Filtering Incidents by Cron Monitor

Cron monitor incidents share the same Incidents resource as service incidents — service and cron_monitor are mutually exclusive on each incident. Filter the incidents list to one monitor's incidents with:

curl "https://app.uptimehunt.io/api/v1/incidents?cron_monitor=7" \
  -H "Authorization: Bearer <token>"

Ping API

The ping endpoint is what a job actually calls while it runs — public, unauthenticated beyond the token itself, and deliberately Healthchecks.io-compatible (the de-facto standard most cron-monitoring scripts already target). See Cron Job Monitoring for the full set of curl recipes.

Hosts

GET|POST|HEAD  https://ping.uptimehunt.io/<token>[/<suffix>]

The same handler is also served under the versioned API, for local/self-hosted stacks and as a fallback:

GET|POST|HEAD  https://app.uptimehunt.io/api/v1/ping/<token>[/<suffix>]

Forms

PathMeaning
/ping/{token}Success — "job finished OK"
/ping/{token}/startRun started (opens a running run; enables duration tracking)
/ping/{token}/failExplicit failure
/ping/{token}/logInformational event — no state change, appended to the current run's events
/ping/{token}/{0-255}Exit code — 0 is success, anything else is fail

Every form accepts GET, POST, and HEAD. A request that isn't one of these five forms is rejected.

Authentication

The token is the credential — a 43-character random, unique, rotatable string. No headers are needed. An unknown or revoked token always returns 404, with no distinction between "never existed" and "revoked" (no oracle beyond the 404).

Request Body

On POST, the request body is stored verbatim as the run's log — UTF-8, capped at 100 KB (102400 bytes).
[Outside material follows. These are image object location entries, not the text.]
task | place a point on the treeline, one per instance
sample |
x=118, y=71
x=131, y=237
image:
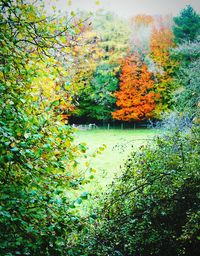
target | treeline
x=46, y=66
x=153, y=207
x=133, y=77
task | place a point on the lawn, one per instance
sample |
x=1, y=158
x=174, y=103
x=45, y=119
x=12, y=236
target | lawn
x=119, y=144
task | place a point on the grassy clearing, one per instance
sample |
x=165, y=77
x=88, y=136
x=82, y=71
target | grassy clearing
x=119, y=144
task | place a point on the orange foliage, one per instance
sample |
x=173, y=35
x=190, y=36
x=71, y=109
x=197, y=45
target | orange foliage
x=160, y=42
x=135, y=99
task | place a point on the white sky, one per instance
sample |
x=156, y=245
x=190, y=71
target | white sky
x=127, y=8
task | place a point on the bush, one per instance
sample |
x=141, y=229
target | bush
x=153, y=208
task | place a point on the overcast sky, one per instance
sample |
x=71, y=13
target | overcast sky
x=127, y=8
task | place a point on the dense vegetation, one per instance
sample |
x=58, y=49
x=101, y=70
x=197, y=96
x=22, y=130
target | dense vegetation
x=55, y=68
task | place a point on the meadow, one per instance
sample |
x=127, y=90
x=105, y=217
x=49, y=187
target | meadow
x=119, y=143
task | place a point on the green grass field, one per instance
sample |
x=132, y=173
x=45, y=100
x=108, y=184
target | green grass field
x=119, y=144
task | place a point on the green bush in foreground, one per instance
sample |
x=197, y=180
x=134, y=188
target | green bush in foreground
x=153, y=208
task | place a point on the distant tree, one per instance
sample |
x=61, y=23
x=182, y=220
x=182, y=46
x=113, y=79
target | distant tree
x=187, y=25
x=97, y=100
x=163, y=66
x=135, y=100
x=187, y=96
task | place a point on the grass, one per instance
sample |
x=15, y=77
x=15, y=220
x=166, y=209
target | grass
x=119, y=144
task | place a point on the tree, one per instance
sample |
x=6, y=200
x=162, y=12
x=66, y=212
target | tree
x=114, y=36
x=38, y=158
x=163, y=66
x=97, y=100
x=136, y=99
x=187, y=25
x=187, y=95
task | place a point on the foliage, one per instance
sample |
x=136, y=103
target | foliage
x=164, y=66
x=136, y=99
x=114, y=36
x=38, y=162
x=186, y=27
x=97, y=100
x=153, y=208
x=186, y=98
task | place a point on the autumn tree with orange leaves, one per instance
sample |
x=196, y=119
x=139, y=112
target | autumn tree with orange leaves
x=136, y=99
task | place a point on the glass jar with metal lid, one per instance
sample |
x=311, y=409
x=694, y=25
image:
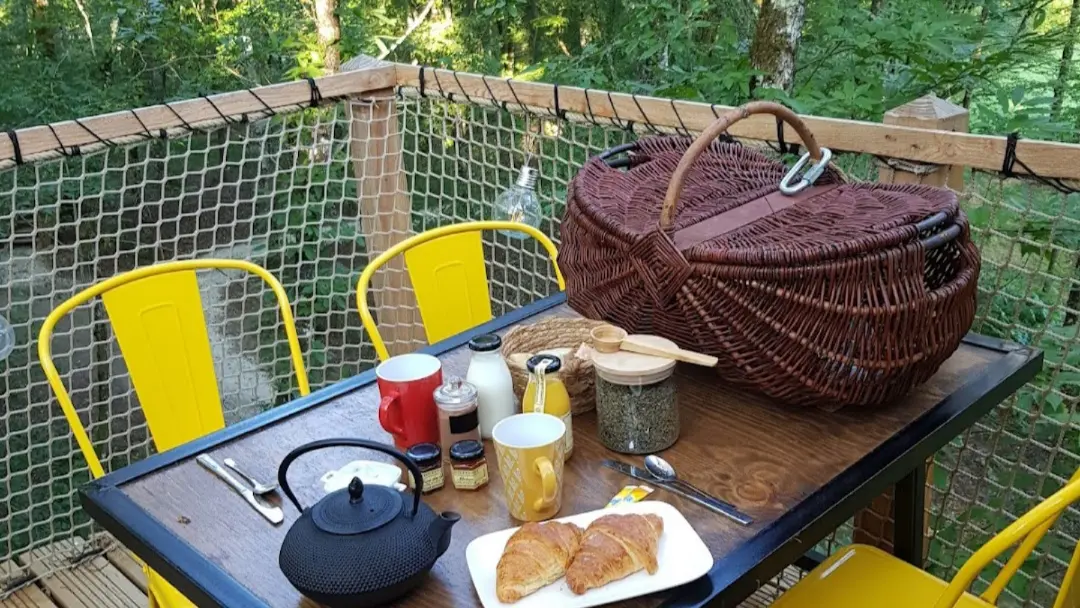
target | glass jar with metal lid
x=636, y=406
x=458, y=419
x=428, y=457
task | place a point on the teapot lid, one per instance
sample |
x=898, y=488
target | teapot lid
x=356, y=509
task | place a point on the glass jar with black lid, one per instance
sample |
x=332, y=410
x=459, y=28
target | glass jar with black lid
x=429, y=458
x=468, y=465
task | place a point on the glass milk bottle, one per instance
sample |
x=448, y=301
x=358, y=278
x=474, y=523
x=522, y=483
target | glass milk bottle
x=488, y=373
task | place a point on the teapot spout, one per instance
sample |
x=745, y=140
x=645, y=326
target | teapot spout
x=441, y=529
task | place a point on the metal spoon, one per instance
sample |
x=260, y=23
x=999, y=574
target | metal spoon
x=257, y=487
x=663, y=471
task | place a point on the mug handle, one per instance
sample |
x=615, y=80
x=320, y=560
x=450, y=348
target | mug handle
x=549, y=482
x=388, y=414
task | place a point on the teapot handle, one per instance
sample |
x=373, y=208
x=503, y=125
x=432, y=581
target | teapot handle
x=414, y=470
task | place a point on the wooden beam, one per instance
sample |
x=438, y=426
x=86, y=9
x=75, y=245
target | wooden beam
x=927, y=112
x=199, y=111
x=386, y=213
x=1048, y=159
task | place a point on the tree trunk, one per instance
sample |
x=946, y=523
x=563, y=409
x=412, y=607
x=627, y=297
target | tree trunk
x=531, y=14
x=983, y=15
x=329, y=32
x=775, y=40
x=43, y=35
x=1065, y=67
x=571, y=36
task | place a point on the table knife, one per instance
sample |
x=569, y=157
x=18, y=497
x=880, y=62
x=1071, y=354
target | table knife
x=705, y=500
x=273, y=514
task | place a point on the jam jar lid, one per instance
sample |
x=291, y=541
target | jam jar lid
x=455, y=393
x=467, y=449
x=485, y=342
x=554, y=363
x=423, y=454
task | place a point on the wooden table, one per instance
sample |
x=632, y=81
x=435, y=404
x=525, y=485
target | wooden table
x=798, y=472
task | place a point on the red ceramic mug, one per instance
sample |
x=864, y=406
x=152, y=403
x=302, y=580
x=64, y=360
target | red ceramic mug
x=407, y=406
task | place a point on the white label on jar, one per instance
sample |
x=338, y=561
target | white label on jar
x=568, y=438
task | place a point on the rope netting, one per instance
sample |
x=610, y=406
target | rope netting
x=297, y=192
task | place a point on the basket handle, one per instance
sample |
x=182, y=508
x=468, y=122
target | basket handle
x=714, y=131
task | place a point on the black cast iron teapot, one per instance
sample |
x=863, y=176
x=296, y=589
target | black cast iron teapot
x=360, y=545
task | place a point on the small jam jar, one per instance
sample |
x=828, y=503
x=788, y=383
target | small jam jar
x=429, y=458
x=468, y=465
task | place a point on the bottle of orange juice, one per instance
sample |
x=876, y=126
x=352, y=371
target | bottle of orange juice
x=547, y=394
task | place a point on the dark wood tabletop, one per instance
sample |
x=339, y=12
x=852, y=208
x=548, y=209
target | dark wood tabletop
x=797, y=472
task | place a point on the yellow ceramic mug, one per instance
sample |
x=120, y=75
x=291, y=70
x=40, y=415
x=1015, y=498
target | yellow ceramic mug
x=530, y=450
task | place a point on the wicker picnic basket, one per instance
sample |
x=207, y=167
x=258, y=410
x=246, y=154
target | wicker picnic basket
x=820, y=293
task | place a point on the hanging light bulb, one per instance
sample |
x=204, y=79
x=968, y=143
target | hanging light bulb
x=520, y=203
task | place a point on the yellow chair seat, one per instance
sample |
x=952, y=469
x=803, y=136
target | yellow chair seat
x=861, y=576
x=157, y=316
x=448, y=274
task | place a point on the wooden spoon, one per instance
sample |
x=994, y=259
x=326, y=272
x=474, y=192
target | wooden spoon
x=609, y=338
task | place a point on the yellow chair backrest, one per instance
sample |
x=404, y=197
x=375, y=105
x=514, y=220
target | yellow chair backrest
x=157, y=316
x=1027, y=530
x=449, y=280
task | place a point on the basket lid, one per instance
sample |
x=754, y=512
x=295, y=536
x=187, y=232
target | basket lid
x=833, y=221
x=630, y=368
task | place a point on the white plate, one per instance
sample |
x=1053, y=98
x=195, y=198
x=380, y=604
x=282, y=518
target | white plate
x=683, y=557
x=370, y=472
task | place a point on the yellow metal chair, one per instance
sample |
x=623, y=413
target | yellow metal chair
x=157, y=315
x=449, y=280
x=861, y=576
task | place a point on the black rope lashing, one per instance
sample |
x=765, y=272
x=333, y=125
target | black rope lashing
x=495, y=100
x=1011, y=160
x=589, y=107
x=316, y=95
x=648, y=123
x=682, y=124
x=559, y=112
x=439, y=84
x=458, y=82
x=725, y=137
x=16, y=150
x=514, y=93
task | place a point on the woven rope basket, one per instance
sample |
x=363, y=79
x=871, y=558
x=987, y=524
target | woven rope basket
x=837, y=295
x=555, y=333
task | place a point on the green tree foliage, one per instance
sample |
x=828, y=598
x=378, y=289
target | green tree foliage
x=855, y=58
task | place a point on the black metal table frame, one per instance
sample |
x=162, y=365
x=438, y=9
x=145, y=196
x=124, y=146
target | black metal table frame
x=790, y=539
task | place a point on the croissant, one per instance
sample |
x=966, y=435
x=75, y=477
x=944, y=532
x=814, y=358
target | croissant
x=613, y=548
x=537, y=555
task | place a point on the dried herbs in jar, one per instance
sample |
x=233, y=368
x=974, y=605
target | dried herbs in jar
x=636, y=401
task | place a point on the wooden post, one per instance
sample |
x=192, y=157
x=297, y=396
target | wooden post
x=926, y=112
x=874, y=525
x=386, y=210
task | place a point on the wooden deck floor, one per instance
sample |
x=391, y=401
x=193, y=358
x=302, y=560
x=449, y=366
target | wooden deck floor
x=109, y=580
x=115, y=580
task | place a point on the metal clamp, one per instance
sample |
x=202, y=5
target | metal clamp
x=809, y=177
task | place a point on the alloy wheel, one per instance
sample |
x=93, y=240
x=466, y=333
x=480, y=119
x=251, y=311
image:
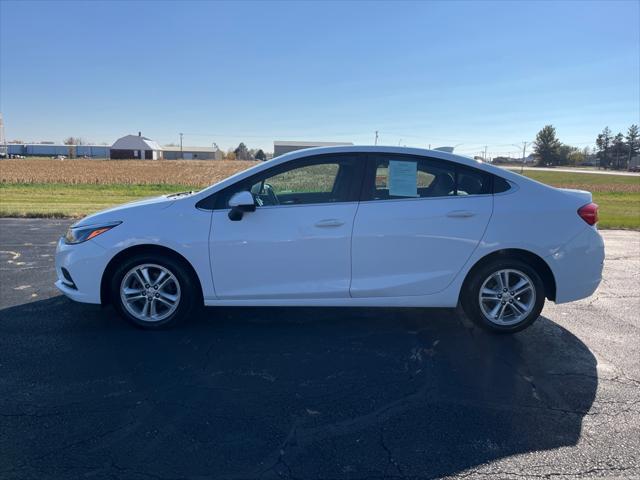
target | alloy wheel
x=150, y=292
x=507, y=297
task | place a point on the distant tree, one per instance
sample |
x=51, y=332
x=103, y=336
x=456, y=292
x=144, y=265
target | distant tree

The response carries a Ping-Body-Limit: 102400 header stating the cap, so truncation is detectable client-side; the stored run also records truncated/log_bytes.

Query Parameter — rid

?rid=<uuid> is a run-correlation id pairing a /start with its completion (enabling duration + overlapping-run detection). The server upserts the run document by (monitor, rid), so retries/replays of the same rid are idempotent. Omit it and the server synthesizes one; a bare success ping with no rid becomes a complete single-doc run.

Rate Limit

More than 5 pings per minute for one monitor returns 429 and the ping is dropped.

Responses

StatusWhenBody
200Ping accepted (GET/POST)Literal text OK, plus the Ping-Body-Limit header
204Ping accepted (HEAD)No body, plus the Ping-Body-Limit header
404Unknown or revoked token
429Rate cap exceeded

No auto-provisioning

An unknown token is always 404 — pinging never creates a monitor. Create it first with POST /cron-monitors and use the ping_url it returns.

cURL Examples:

# Success
curl -fsS -m 10 --retry 5 -o /dev/null https://ping.uptimehunt.io/<ping_token>

# Explicit failure, with a log body
curl -fsS -m 10 --retry 5 -o /dev/null \
  --data-raw "connection refused after 3 attempts" \
  https://ping.uptimehunt.io/<ping_token>/fail

# Exit code (0 = success, anything else = fail)
curl -fsS -m 10 --retry 5 -o /dev/null https://ping.uptimehunt.io/<ping_token>/1

Capabilities

CapabilityGrants
cronmonitor.viewList/read cron monitors, their runs, and the ping URL
cronmonitor.createCreate cron monitors (subject to max_cron_monitors)
cronmonitor.editUpdate, pause/resume, rotate the ping token, report events
cronmonitor.deleteDelete cron monitors

See Roles & Permissions for which built-in role each capability belongs to.